The first half of the 00’s saw the rise of a plethora of unknown individuals who were among the first to use the pros of digital recording/publishing and released their material through streaming platforms, Youtube included, and were part of a niche that existed almost exclusively as an Internet phenomenon that was responsible of bringing the kind of creativity that was starting to get aborted in mainstream Black Metal. Though sometimes recognized as such and more often seen as a separate act hardly related to many contemporary Extreme Metal niches, USA’s Leviathan was among the names that earned the most through this kind of self-promotion and distribution. The longtime solo project of tattoo artist Jef Stuart Whitehead, it managed to release a good chunk of demos/studio albums before stopping for external reasons, returning years later with hampered activity.

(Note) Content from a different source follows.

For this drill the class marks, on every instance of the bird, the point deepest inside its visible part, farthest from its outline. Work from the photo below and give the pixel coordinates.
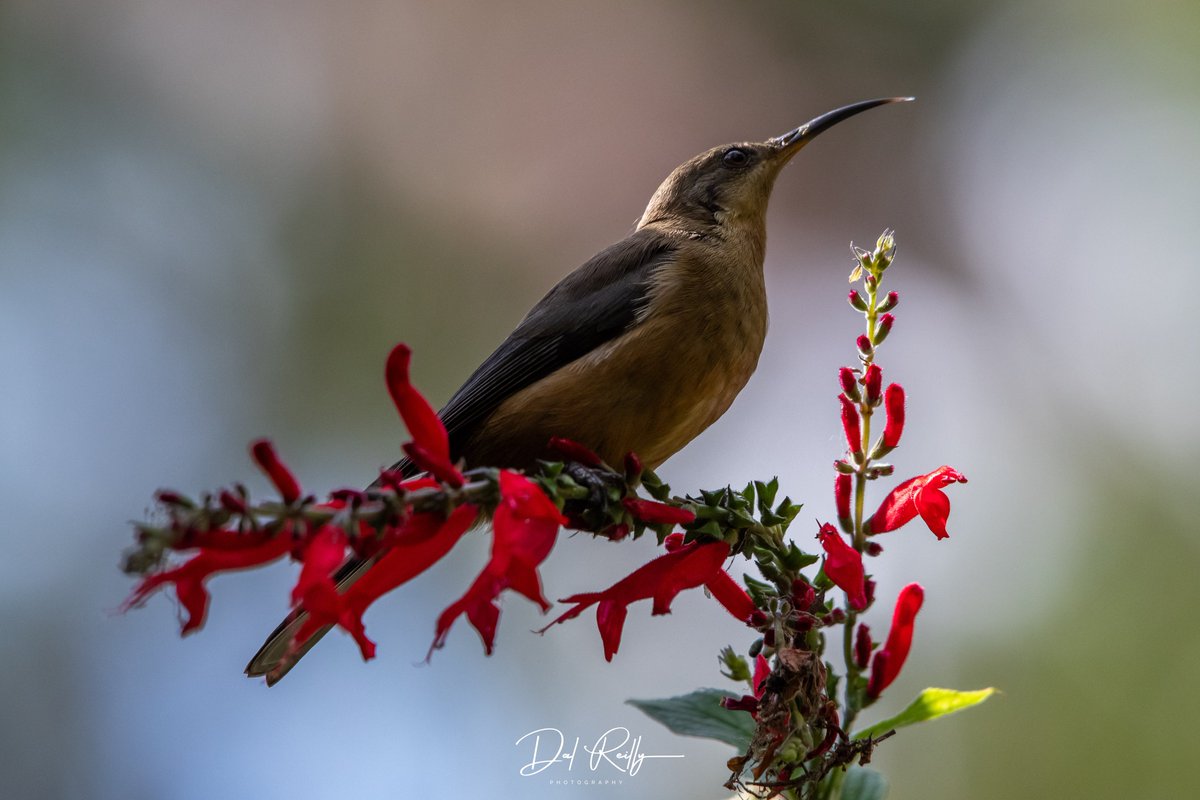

2003’s The Tenth Sub Level of Suicide is quite an anomalous album, if seen as part of the Depressive Black Metal niche. Pretty much like the homonymous project in Sweden that released Far Beyond the Light and Armagedda, this is a brand of D-tuned Black Metal that features way more fast blast-beats and slurred tremolo guitars than the average, slower releases of the niche. Like Xasthur, Leviathan employs screechy, non-muted minor-key or diminished/dissonant arpeggios and sick harmonies, but Whitehead uses also more stop-start dynamics, faster tertiary rhythms (drums are Whitehead’s first instrument), tempo changes, less single-riff minimalism and way more feral, distorted and falsetto-oriented acid shrieking vocals.
“Sardoniscorn” features extremely repetitive E/F/E-flat minor arpeggios all too long used, re-used, abused and re-written to death by “Orthodox” acts like Ondskapt, Watain, Burzum, Mayhem and the like, "Scenic Solitude and Leprosy" alternates Death Metal sloppy blasts and more desperate-oriented acute chording, “He Whom Shadows Move Towards” gets slightly more interesting in its second half, when minor-seventh chords and the bass harmonize together, creating more inspired esoteric chord progressions that feel more liberating and outer-tending than life-draining. The second half gets progressively more esoteric and fright-themed, particularly “The Idiot Sun”, whose C/G-minor open-chord arpeggio licks, semitone bassline and slow, unchanging groove are the closest-related to actual Depressive Black Metal. At 15 minutes, the final title track achieves the widest dynamics, and ends an album that, as much scary and venomous it may sound, reveals also Whitehead’s trouble in keeping up the momentum on his albums, especially for 70-minutes releases like this one.